Below is the configuration of the mapper immediately after the circled join snap. It is not currently using the logic provided by bojan, I have changed it to what you see in the below pic after observing that bojan’s logic didn’t work for me but what I have now isn’t working either. The target path contains the names of the fields that i need to replace.
Please let me know if I can share any more to help.
Yes, that is a lot more complicated than your original example. You’ve got a 3-way join, and you’re not joining on two fields, you’re joining on four! Two fields from the CFRI input and two from the CFCVG input. So are all three input streams sorted on both of the keys (TAIX-POL and TAIX-COV)?
BTW, you’ve got two snaps labelled Join2. Might help to change one so the labels are all distinct.
Also, are you able to validate this pipeline so you can preview the input and output data at each step? That can really help diagnose issues like this.
Thanks, yes you are correct; I am joining 4 fields. I have all 3 input streams sorted ascending on the keys (TAIX-POL and TAIX-COV). I will change the name of the Join2 snap as well.
I can validate the pipeline but the majority of the preview data is null, i think this is because of the multiple left outer joins that I used to derive the output document. So its hard for me to troubleshoot. Below is a screenshot of the preview output data of the “Map Replacement Values” Mapper snap (where I assign the values of the fields in the excels to the fields in the output document)

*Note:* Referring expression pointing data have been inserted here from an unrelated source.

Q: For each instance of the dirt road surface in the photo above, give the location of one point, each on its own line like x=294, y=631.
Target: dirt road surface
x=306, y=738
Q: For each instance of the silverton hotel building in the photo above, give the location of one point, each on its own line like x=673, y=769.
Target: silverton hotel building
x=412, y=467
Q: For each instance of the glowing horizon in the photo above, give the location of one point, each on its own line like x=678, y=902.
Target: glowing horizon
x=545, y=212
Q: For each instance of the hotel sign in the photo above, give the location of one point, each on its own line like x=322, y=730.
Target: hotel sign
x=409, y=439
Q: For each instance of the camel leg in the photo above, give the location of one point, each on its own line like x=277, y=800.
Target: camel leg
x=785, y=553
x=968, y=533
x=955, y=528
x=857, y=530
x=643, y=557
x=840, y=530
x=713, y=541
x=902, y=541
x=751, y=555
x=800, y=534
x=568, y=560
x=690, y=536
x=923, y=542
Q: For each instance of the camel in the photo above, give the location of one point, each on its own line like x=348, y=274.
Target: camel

Edited (forgot to upload screenshot):
Ok, that’s the output that’s clearly not what you want. But if your join isn’t working the way you expect, what you need to study are its inputs. And maybe share them here so we can help diagnose the issue.

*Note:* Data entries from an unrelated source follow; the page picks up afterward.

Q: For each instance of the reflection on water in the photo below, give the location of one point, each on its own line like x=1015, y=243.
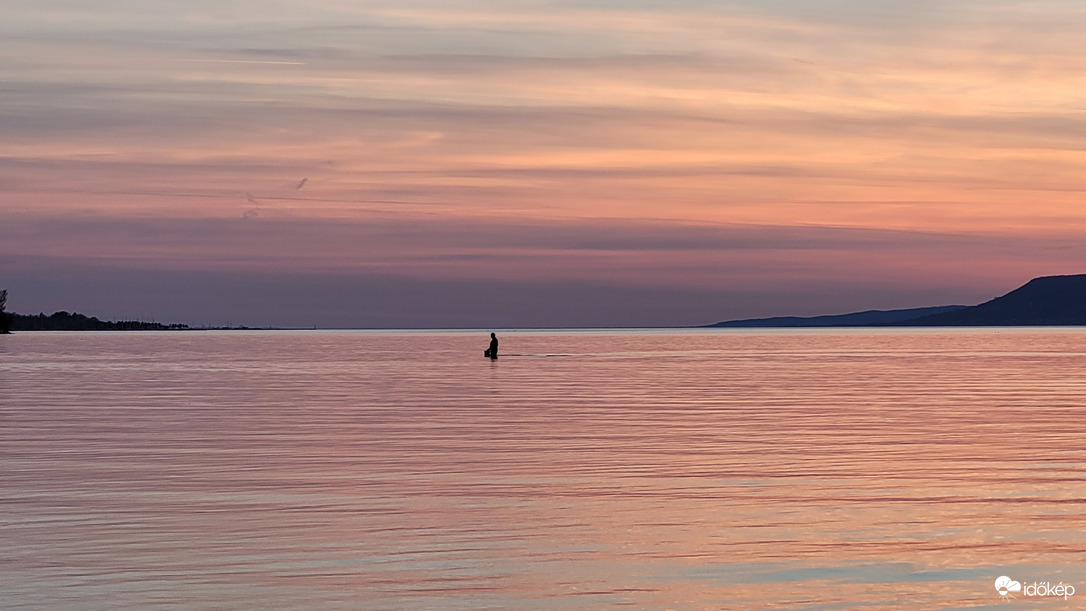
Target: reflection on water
x=656, y=470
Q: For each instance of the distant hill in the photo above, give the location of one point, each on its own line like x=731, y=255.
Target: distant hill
x=868, y=318
x=1049, y=301
x=65, y=321
x=1056, y=301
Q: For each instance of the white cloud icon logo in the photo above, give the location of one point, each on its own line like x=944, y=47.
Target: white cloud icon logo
x=1006, y=585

Thanks, thats good advice. I have looked at the very first join that I am doing and I have observed that it is returning all nulls in the preview data. I have switched it to an inner join and I have found that no preview data is being returned after validating. I am certain that there are matching IDs in the documents that I am trying to join.
When validating a Join snap set to use “Inner Join” does Snaplogic only attempt to join data of the top 50 records of each document? Or should I see a preview of 50 successfully joined records from the two documents?

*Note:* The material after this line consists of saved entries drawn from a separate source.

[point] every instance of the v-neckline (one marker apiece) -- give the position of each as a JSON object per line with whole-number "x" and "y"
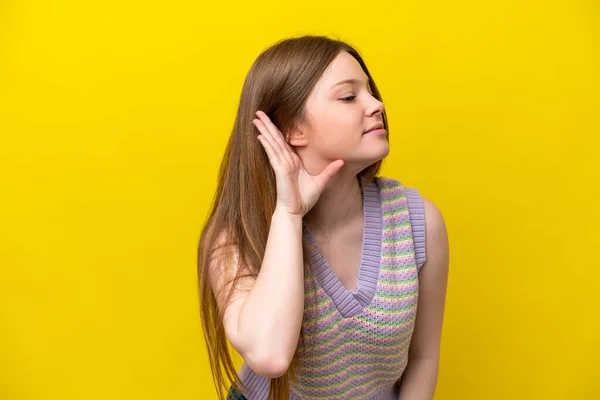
{"x": 350, "y": 303}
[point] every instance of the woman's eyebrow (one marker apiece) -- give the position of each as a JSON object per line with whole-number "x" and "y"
{"x": 351, "y": 82}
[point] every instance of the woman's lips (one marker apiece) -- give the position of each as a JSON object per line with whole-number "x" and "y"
{"x": 376, "y": 132}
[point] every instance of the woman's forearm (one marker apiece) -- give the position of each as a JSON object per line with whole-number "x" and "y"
{"x": 271, "y": 316}
{"x": 419, "y": 379}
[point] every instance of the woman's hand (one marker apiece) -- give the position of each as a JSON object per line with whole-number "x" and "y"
{"x": 297, "y": 190}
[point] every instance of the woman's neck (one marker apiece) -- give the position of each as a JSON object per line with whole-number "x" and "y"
{"x": 340, "y": 202}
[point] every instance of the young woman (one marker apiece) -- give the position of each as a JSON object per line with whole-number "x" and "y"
{"x": 329, "y": 281}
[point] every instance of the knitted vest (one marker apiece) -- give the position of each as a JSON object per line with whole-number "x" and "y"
{"x": 356, "y": 342}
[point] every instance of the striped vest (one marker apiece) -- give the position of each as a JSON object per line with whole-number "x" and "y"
{"x": 356, "y": 342}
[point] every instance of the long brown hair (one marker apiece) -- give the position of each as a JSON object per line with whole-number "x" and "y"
{"x": 278, "y": 83}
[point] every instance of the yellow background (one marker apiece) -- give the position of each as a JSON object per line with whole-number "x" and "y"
{"x": 113, "y": 119}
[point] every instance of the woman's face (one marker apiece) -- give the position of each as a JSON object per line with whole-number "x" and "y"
{"x": 338, "y": 112}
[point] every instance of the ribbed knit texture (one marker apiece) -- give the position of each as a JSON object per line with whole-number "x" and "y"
{"x": 357, "y": 341}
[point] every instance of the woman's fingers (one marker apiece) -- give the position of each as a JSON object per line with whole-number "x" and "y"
{"x": 275, "y": 136}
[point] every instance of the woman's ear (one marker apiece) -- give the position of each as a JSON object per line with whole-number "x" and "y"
{"x": 296, "y": 137}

Only the first 50 documents of each input view. But try changing Preview Document Count from 50 to 2000 in User Settings.
One thing you could do is instead of trying to join on those 4 different fields, you could use a mapper to create a single ‘key’ field (just concatenate all the values that make up the unique key). Do this for both sources and then do the join on that single key field. You can add a sort in their for good measure if you want, though I think joins support unsorted data. If you need to, write the output at this point just before the join into a file and make sure the keys are matching exactly between the two data sets. All it takes is one tiny difference between what you are trying to join on between your data sets for it to be off, including if a field is an integer object or a string.
Thanks everyone for your help. @bojanvelevski 's solution works. The issue I was facing was that the join was failing due to the ID’s in both files not matching.
The output document’s ID’s, derived from the CSV files were encapsulated with quotes (") where as the excel didn’t have these. Data types were both text so for example, the join was looking to match ID: 001 with ID: “001”, this would fail. Once I sorted this issue out by doing a replaceAll() function in the join snap, the solution worked flawlessly.
Thank you @ptaylor for pointing me in the right direction to check my data. In this case I triple checked it. I can’t believe that I missed that lol.
I would have expected the CSV Parser to remove those double quotes. But I’m glad you figured it out.
BTW, where/how did you put the replaceAll in the Join snap settings?